– Сизет действительно работал у меня садовником, это правда. Но все, что он наплел, – ложь!
Дон Рафель понял: пора менять тактику. Он дал себе несколько мгновений передохнуть и достал табакерку. Распроклятые руки дрожали. Он попытался скрыть свое волнение за улыбкой и перешел к намекам: «Чем бы я мог вам услужить, не нуждаетесь ли вы в чем, могу ли я предложить вам: деньги, власть, исполнение желаний; не приходило ли вам в голову, дон Антони, что вы могли бы стать первым судьей Первой палаты? Только скажите». Но с лица адвоката не сходила ядовитая улыбка. Вскоре дон Рафель уяснил, что нотариус Тутусаус склонен к тому, чтобы поговорить о деньгах, в то время как адвокат Террадельес оставался несгибаем в своем намерении инициировать открытие уголовного дела.

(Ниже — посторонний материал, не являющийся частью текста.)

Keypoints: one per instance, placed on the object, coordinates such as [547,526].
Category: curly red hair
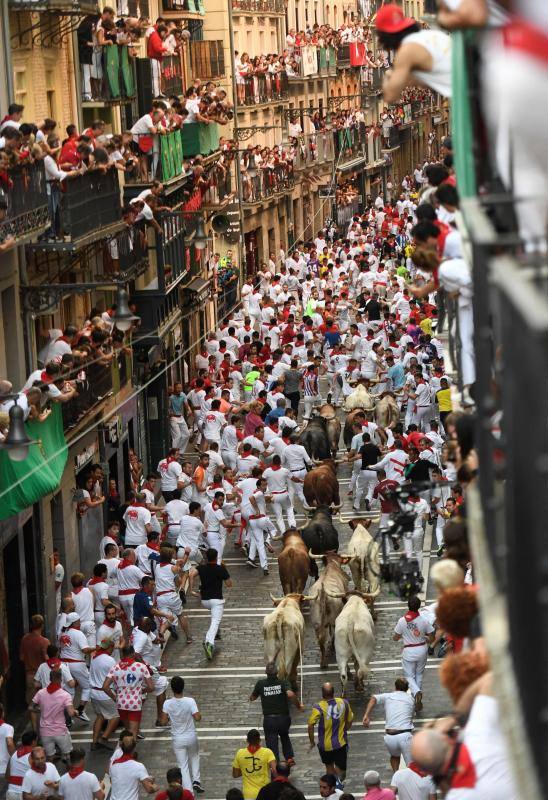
[459,671]
[456,608]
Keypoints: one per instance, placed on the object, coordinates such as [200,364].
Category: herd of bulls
[342,618]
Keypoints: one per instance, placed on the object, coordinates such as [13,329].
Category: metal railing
[349,143]
[264,88]
[118,80]
[207,59]
[259,6]
[88,203]
[27,201]
[266,183]
[314,149]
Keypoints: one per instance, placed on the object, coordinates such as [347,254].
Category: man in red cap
[422,55]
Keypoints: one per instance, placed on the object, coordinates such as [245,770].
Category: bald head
[328,691]
[430,749]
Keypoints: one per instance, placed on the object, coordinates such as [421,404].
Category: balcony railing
[94,383]
[267,183]
[118,82]
[266,88]
[184,6]
[88,203]
[314,149]
[200,138]
[220,189]
[27,201]
[313,61]
[259,6]
[207,59]
[349,143]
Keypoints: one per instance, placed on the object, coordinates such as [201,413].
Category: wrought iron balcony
[25,194]
[258,6]
[207,59]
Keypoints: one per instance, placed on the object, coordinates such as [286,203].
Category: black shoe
[173,632]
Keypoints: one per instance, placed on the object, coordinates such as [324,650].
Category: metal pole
[241,244]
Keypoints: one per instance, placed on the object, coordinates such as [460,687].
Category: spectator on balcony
[421,54]
[13,117]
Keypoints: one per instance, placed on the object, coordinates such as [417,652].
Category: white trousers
[280,503]
[297,485]
[187,754]
[218,541]
[310,401]
[180,434]
[80,674]
[413,662]
[367,480]
[217,608]
[256,529]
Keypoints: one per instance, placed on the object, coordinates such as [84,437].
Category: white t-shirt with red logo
[128,680]
[72,644]
[136,517]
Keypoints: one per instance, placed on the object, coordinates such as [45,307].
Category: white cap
[371,778]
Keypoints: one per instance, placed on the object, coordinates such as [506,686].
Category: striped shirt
[333,718]
[310,384]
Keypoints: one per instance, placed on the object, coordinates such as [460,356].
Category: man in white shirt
[399,710]
[182,712]
[416,633]
[77,783]
[127,775]
[42,779]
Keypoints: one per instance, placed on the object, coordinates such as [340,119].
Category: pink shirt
[52,711]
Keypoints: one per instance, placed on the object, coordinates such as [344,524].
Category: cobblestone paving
[222,687]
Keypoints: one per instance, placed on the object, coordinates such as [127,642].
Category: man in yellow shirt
[334,717]
[254,764]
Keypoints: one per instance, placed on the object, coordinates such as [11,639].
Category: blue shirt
[176,404]
[397,375]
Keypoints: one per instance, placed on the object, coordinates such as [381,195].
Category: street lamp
[123,318]
[17,442]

– Я отклоняю ваше прошение о возбуждении какого-либо дела в этом суде, – произнес дон Рафель, желая поскорее закончить эту неприятную беседу.
– Отлично, – к неудовольствию нотариуса, поднялся со стула адвокат. – Я подам прошение губернатору.

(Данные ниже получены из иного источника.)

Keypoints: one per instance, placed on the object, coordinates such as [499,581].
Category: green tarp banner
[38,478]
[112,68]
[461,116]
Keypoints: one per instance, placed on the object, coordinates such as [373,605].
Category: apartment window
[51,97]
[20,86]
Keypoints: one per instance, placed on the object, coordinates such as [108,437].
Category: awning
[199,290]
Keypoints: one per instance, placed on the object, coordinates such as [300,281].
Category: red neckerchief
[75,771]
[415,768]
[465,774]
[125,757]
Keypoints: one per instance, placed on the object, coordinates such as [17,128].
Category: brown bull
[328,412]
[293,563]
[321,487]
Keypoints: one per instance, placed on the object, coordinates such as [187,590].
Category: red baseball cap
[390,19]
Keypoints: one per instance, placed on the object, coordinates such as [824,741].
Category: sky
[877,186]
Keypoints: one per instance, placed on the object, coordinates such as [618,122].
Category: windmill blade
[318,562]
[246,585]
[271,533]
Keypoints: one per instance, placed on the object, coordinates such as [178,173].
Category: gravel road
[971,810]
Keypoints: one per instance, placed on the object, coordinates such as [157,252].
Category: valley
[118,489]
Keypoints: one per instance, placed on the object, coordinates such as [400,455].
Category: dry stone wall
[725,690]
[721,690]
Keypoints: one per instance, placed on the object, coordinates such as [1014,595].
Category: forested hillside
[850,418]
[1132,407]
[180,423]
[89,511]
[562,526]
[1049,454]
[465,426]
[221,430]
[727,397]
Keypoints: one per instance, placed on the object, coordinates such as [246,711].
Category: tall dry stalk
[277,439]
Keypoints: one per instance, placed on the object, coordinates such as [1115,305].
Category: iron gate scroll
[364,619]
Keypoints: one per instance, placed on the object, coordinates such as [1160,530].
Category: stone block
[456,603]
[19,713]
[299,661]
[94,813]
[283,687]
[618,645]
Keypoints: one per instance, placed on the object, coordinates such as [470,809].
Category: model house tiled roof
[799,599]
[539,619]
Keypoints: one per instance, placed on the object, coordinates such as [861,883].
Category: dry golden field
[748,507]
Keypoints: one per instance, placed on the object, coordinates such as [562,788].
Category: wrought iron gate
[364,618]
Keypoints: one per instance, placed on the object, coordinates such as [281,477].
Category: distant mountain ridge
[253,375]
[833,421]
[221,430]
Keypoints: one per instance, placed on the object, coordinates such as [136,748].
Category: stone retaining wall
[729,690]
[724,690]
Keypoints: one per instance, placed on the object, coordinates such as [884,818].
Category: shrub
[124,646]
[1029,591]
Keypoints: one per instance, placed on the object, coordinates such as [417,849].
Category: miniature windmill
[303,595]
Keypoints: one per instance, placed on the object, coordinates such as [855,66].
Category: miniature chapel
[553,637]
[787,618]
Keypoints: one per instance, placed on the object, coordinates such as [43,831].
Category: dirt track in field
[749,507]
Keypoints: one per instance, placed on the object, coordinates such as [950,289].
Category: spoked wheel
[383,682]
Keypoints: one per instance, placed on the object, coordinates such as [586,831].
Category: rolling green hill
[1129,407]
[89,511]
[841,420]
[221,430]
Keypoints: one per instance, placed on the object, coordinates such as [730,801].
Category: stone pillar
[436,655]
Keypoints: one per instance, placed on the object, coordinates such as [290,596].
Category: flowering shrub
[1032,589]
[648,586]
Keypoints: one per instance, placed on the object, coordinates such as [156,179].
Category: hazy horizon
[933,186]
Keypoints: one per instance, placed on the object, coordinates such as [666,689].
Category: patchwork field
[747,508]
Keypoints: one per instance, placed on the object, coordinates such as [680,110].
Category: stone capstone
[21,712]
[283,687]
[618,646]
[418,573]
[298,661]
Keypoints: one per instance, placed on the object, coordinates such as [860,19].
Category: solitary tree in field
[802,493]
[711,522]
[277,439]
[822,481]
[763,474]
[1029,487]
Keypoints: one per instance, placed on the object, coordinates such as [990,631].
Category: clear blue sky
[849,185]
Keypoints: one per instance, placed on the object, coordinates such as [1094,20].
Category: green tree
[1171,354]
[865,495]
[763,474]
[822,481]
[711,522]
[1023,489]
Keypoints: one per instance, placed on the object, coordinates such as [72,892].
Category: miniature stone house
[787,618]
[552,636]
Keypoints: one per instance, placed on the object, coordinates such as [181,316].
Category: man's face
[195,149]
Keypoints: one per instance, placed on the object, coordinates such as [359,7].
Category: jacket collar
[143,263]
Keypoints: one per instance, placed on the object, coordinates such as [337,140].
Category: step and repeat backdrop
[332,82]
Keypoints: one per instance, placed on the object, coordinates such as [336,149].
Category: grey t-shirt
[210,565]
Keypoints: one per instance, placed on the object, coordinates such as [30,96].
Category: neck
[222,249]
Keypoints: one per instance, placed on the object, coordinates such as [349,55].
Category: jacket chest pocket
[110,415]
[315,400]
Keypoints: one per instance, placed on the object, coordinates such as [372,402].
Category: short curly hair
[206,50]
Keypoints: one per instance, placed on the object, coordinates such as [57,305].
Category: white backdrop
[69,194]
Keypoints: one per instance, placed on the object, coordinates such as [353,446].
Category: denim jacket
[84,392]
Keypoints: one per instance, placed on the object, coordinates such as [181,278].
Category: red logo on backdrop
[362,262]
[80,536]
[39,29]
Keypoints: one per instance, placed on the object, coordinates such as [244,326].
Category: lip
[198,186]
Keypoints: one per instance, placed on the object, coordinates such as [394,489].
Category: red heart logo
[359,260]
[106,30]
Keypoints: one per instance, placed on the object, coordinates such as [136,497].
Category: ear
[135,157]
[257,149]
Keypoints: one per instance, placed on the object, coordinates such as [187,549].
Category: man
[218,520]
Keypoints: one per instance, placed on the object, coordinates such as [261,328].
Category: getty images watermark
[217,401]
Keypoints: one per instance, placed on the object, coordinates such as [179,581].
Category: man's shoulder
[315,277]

– Вы пожалеете, если решитесь на это.
– Даже не сомневайтесь, я уже решился.
Срочная аудиенция, которую дон Рафель испросил у его высокопревосходительства, не смогла состояться сразу же, в субботу: дон Пере Каро назначил ему встречу в понедельник, поскольку, в соответствии с официальным ответом, присланным комендантом Сиснеросом, его высокопревосходительство был чрезвычайно занят делами королевского двора. Дон Рафель в отчаянии смял бумагу и почувствовал, что мир вокруг него рушится. Два года он прожил с тоской в сердце; два года он потратил на то, чтобы достичь относительного душевного спокойствия, и вдруг в руках некоего странного типа, замешанного в убийстве певицы, оказывается невероятное признание Сизета: от этого типа дон Рафель избавился. Но сейчас он начал отдавать себе отчет в том, что с его смертью ничего не кончилось; что доброй половине Барселоны могла быть известна тайна судьи. И то, что он не знал наверняка, кому и что известно, делало его абсолютно незащищенным. Дон Рафель вышел из здания Верховного суда в полдень, не имея ни малейшего представления о том, что ему следовало предпринять, кроме как пасть на колени перед губернатором, признаться ему во всем и умолять о защите, пообещав за это достать для него луну с неба.
Час обеда во дворце Массо превратился в монолог доньи Марианны о том, что завтра или в крайнем случае послезавтра предстоит примерка костюмов для новогоднего молебна и праздника в честь окончания года. «Будь добр, прими это на заметку, поскольку ты тоже должен явиться для примерки. И не забудь заказать себе новый парик. И туфли. А патер Пратс сказал, что хотел бы быть на нашем месте, сидеть в первом ряду и в кресле, Рафель! Даже патер Пратс нам завидует. Дай Бог, чтобы во вторник на следующей неделе не было дождя! Ты можешь себе представить, что Розалию не пригласили к маркизу де Досриусу? Ей придется пойти на праздник к дону Пасье Гарсия, который ни в коем случае не будет столь же блестящим, как наш. Позволь узнать, о чем ты думаешь, Рафель?» Его честь взглянул на супругу и не сказал, что думает о бывшей любовнице, которую в неровный час убил, не сказал, что художник Тобиас дорисовывает для него портрет их почтенной соседки доньи Гайетаны Реном, баронессы де Черта, не упомянул распроклятого Террадельеса с никому не известным нотариусом, которые попытались прихватить его за зад и погубить его карьеру, равно как не упомянул он и Перрамона, с легкостью отправленного на виселицу, потому что в руках этого юнца оказалась информация, которой, как думал его честь, не располагал больше никто. Ни о чем этом он не сказал: только поглядел на жену блуждающим взглядом и совершенно без аппетита проглотил немного макарон. За окнами, на улице Ампле, непрестанно моросил дождь, и женщина с пристальным взглядом, которая день назад уже посещала улицу Ампле, укрылась у входа в церковь Сан-Франсеск и бесстрастно следила за дворцом Массо, хотя, невидимо для постороннего наблюдателя, мысли женщины кипели, и ей было страшно.